Wow, my mind did not even go that way. I just ran with my mind and some input helped me this far.

I really do see your point, a math head (but not that deep) so I will have to search out the help in figuring it out. I do agree it will not be a waste of time, I just hope that I only have the one issue.

I thought I had it, was getting excited, still am, just wondering how all will work out math wise. Need to get a new total weight of the trike, or a very close estimate, so the math can be done. More to do...…….

:D
 
Springer disc

MC Springer disc brake-2.jpgMC Springer disc brake.jpgMC Springer disc brake-3.jpgFound these when I was looking for RebelRouser's rear, right side, 11.5, .210w rotor to a caliper, not to much different from the chrome one, hope this helps, If NOT? I tried. I really like your work...
 
View attachment 78818View attachment 78817View attachment 78819Found these when I was looking for RebelRouser's rear, right side, 11.5, .210w rotor to a caliper, not to much different from the chrome one, hope this helps, If NOT? I tried. I really like your work...

Yes that would have been a nice way to go at it, would have been done a long time ago. I jumped the gone making the brake stay, thought of it as a challenge, than one thing lead to another and I am almost done now.

Granddaughters came to stay in the our house, so I lost my play room and moved out to the garage, shit is tight, so have to get the projects done and trike put back together so I can breath, LOL.

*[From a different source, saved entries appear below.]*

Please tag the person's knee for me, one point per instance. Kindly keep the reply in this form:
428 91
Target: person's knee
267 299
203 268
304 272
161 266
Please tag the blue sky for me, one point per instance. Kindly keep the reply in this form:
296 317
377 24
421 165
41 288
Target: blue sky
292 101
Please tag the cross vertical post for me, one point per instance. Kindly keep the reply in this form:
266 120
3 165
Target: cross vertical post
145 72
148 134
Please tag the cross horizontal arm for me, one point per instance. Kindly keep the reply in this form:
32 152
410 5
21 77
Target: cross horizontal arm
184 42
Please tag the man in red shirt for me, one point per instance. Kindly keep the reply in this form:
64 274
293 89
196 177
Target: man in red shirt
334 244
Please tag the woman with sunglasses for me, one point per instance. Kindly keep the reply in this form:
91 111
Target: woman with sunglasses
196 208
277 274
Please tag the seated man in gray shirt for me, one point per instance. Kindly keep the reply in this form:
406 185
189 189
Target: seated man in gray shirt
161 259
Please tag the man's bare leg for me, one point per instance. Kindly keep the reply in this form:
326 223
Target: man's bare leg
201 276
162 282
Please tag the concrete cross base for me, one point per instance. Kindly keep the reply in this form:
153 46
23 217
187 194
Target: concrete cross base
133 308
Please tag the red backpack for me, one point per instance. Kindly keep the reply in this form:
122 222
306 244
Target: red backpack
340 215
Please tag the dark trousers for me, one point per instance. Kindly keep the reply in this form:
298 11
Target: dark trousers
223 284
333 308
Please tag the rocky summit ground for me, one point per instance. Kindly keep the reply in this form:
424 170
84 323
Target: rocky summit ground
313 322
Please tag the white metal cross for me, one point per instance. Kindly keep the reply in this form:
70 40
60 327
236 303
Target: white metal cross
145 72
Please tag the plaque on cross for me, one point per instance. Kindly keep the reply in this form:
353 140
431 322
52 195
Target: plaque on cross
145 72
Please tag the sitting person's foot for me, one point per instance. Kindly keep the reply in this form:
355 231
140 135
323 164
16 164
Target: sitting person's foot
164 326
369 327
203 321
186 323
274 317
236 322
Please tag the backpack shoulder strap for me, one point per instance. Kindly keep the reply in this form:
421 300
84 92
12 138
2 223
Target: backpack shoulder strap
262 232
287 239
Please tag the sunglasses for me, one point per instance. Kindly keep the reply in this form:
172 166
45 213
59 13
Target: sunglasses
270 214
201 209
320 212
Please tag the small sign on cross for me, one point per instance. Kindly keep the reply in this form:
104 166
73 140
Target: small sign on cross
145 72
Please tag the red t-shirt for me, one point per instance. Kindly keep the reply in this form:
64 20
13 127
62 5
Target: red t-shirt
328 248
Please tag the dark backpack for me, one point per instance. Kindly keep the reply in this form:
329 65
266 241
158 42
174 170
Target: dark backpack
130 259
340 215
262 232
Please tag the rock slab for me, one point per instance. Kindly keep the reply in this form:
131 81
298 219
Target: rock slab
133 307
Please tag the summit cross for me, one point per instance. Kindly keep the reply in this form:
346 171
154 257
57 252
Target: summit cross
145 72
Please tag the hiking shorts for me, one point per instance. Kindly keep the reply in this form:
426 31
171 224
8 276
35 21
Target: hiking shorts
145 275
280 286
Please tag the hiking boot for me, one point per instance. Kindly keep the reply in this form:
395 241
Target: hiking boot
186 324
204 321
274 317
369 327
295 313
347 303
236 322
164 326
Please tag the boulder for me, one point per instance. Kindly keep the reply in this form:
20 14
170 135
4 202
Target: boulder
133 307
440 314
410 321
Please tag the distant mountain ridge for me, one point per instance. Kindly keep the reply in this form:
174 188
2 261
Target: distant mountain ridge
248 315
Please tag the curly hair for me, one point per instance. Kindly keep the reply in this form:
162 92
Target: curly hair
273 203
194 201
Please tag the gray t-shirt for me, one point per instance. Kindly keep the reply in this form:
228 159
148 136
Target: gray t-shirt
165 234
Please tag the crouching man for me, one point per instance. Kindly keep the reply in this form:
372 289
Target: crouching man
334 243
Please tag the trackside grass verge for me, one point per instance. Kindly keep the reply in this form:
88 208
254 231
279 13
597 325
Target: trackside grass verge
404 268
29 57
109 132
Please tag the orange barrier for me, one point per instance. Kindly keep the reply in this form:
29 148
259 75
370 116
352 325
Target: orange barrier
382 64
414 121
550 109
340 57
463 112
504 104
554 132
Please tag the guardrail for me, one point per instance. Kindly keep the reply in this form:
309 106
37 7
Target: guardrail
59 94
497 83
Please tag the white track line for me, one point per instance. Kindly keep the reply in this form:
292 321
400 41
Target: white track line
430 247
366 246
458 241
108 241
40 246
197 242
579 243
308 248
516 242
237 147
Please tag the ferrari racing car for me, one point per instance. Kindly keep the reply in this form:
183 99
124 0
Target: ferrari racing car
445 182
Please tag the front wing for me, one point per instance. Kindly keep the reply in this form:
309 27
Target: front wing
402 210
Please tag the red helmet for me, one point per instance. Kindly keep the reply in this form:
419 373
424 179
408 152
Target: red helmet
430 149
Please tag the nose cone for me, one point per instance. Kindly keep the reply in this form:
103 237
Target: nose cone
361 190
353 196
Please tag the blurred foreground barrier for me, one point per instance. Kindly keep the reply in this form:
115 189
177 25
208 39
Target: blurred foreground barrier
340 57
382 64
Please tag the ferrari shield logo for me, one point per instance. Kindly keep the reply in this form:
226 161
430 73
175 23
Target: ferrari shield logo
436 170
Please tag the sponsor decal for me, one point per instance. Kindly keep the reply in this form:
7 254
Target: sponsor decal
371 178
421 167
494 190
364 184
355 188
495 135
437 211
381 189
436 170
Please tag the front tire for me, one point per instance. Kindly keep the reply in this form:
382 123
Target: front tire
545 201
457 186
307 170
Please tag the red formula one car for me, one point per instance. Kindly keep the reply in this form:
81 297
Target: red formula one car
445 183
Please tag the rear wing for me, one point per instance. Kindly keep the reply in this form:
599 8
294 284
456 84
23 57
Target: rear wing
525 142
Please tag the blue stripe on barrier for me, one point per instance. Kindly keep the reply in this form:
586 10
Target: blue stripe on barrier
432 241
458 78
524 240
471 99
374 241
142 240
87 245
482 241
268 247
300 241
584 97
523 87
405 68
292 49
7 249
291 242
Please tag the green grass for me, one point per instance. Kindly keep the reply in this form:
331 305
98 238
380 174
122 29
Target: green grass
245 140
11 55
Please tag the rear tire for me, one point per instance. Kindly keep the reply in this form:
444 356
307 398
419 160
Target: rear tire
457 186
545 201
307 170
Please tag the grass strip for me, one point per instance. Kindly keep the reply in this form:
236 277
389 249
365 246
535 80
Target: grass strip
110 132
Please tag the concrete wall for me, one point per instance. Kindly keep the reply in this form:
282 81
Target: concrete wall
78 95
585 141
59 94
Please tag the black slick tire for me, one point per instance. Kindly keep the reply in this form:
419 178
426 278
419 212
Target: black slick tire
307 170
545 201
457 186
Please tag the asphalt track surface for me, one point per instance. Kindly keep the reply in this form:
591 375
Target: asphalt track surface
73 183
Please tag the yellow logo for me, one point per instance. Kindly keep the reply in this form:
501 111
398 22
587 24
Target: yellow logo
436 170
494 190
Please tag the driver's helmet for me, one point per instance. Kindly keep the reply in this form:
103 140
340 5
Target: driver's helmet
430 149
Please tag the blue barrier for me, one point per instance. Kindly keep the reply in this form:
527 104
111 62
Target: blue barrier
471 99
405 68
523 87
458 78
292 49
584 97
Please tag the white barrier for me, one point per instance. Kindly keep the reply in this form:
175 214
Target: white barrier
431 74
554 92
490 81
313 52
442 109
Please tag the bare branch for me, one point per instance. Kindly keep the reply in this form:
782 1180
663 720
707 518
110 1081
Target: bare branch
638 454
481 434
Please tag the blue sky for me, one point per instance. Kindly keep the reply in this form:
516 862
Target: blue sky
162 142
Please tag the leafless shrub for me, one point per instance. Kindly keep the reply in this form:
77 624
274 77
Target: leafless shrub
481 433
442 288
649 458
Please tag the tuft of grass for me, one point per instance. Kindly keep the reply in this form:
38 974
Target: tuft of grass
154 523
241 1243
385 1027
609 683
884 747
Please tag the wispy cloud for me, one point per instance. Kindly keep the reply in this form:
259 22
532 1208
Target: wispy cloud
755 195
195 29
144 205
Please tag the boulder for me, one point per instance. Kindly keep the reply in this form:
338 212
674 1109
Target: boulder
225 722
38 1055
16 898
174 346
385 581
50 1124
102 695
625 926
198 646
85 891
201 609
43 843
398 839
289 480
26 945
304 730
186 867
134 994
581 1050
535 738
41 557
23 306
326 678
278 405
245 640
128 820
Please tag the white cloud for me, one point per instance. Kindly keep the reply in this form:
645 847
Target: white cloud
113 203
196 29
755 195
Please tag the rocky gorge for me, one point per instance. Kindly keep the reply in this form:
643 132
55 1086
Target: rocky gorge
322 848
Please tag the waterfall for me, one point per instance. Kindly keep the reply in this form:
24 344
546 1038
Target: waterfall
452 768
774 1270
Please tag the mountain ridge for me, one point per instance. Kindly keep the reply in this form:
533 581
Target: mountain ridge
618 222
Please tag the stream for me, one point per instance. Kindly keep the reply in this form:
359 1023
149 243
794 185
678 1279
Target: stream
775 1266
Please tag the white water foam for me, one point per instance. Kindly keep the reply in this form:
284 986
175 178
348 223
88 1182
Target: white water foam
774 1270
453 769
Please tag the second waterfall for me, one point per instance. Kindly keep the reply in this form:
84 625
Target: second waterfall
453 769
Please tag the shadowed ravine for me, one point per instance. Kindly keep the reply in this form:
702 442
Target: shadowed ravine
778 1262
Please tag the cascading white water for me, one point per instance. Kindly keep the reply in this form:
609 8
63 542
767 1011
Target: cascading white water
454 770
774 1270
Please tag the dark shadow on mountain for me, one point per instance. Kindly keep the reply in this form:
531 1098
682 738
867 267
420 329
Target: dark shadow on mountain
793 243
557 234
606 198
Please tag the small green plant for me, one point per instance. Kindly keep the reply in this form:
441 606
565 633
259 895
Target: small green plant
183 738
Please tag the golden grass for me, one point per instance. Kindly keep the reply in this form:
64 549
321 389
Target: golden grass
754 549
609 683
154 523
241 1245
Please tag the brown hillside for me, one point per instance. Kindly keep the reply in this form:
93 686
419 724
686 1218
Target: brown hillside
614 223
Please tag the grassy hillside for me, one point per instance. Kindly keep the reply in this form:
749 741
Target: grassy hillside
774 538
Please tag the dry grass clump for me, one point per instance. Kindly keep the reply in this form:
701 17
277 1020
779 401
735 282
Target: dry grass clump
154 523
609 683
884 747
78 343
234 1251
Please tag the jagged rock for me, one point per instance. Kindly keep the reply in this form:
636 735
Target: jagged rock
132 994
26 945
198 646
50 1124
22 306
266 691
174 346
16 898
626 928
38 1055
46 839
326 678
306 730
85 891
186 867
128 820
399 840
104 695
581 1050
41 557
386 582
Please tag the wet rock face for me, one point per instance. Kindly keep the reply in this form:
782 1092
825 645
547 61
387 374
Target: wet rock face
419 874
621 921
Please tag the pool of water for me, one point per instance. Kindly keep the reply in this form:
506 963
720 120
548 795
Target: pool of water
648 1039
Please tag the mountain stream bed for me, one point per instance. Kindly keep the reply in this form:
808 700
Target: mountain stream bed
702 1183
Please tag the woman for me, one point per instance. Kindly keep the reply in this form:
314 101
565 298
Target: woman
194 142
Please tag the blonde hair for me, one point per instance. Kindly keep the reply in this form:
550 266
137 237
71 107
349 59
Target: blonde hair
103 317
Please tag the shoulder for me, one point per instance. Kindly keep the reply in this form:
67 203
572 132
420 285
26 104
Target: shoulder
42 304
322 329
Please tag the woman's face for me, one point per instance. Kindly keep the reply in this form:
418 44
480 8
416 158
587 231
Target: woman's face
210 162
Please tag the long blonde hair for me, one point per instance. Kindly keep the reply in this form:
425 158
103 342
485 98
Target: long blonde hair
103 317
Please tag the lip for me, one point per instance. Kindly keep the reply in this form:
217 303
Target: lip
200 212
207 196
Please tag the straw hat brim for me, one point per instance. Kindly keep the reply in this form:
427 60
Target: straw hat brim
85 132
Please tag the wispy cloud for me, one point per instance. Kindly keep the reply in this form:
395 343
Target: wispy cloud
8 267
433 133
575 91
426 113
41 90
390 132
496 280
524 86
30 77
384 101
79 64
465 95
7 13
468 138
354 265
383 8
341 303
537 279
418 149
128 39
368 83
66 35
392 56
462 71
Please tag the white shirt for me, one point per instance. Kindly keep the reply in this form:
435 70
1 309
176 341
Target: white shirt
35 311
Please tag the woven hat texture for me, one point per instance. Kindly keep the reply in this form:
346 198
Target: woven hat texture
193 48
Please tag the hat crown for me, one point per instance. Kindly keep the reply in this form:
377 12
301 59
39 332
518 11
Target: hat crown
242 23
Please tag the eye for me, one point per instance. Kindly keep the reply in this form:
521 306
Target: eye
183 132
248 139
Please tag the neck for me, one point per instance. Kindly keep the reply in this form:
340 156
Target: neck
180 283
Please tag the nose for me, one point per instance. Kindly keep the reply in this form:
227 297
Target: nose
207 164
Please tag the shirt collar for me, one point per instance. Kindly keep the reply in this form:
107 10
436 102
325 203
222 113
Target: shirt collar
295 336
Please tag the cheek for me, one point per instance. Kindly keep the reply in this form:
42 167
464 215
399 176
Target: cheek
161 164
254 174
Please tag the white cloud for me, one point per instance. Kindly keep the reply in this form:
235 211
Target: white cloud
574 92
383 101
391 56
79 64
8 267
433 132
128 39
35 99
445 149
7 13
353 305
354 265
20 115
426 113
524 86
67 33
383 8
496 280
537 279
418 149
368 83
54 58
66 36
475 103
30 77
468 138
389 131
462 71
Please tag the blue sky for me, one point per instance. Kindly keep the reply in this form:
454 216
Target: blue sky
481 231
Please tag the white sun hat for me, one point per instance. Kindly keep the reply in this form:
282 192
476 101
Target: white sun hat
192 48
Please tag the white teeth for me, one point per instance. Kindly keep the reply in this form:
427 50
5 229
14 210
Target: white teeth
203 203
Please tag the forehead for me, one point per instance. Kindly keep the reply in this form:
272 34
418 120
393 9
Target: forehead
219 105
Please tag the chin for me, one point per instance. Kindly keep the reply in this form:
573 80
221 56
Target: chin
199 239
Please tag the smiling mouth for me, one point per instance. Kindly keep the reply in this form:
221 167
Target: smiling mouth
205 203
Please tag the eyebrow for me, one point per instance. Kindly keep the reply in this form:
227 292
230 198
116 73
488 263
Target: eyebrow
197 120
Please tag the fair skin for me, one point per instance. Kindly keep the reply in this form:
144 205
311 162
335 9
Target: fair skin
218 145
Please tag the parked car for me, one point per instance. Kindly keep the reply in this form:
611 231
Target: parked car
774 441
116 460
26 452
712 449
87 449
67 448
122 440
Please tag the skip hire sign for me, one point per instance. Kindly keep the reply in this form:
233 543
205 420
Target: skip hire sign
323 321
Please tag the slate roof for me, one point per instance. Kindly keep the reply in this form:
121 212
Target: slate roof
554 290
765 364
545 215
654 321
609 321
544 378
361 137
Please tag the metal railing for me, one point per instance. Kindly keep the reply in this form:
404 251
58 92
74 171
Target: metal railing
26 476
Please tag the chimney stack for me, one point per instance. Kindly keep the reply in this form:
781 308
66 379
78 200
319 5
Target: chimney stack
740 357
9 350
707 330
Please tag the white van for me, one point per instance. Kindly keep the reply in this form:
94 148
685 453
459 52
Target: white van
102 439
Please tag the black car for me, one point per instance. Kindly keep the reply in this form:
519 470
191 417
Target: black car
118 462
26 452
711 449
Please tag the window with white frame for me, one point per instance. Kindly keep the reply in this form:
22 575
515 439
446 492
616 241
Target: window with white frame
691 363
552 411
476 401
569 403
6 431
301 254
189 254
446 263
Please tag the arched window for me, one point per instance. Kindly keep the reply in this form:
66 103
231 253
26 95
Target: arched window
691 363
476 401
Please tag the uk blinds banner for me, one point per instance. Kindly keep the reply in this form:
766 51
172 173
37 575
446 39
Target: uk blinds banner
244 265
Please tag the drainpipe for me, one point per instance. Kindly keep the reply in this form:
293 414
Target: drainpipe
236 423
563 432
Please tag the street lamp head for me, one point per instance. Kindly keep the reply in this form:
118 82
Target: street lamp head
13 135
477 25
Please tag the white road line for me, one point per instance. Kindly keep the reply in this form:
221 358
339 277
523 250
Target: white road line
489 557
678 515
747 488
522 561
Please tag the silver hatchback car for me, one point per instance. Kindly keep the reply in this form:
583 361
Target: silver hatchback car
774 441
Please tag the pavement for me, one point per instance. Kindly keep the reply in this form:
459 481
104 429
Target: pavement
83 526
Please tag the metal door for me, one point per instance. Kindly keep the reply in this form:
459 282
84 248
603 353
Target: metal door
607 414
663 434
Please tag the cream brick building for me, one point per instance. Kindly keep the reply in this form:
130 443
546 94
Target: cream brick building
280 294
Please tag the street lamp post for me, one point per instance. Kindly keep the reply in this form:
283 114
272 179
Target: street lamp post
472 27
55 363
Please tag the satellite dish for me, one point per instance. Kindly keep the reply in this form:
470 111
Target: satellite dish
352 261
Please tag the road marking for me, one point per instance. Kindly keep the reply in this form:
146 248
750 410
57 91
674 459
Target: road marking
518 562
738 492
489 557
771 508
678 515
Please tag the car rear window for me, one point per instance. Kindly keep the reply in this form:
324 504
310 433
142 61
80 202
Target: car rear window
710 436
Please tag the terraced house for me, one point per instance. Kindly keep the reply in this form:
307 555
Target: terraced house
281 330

The oil-lite bushing are to thin for a grease fitting, and they are suppose to be self oiling, but agree a thin layer of grease may help all keep moving freely.

Family talks more than helps, it does hurt some, but I can still get things done, just takes me a bit longer.

The family here has given much more help than I ever imagined, even gave me the confidence boost I needed. Thank you all so much.
 
Springer Front Caliper

I want to go with this one?
Springer Front Caliper Bracket Mount ( Left or Right )Caliper Bracket Mount Springer Front ( Left or Right ) For Harley FXSTS.jpg Can a grease fitting be added? IF there is enough material and what is the measurements side ways to clear my swing arm to rotor, I hate all these variables' :gah:
 
Jumping into things is not always the best, but it can all work out in the end. I forgot the process to doing metal work, so I did get things to the machine shop to get my holes cut out, we talked more and I realized I was skipping a few steps. I will get on this more so that it gets done. Zech is more excited to help finish this up than I thought, it felt good.

:D

Oh, spent over a week hand sanding and getting dia. of a bushing large enough to slide over the wheel bearing spacer, oh and I get to do it again after the press fit of them, all gets a bit tighter after pressing them in.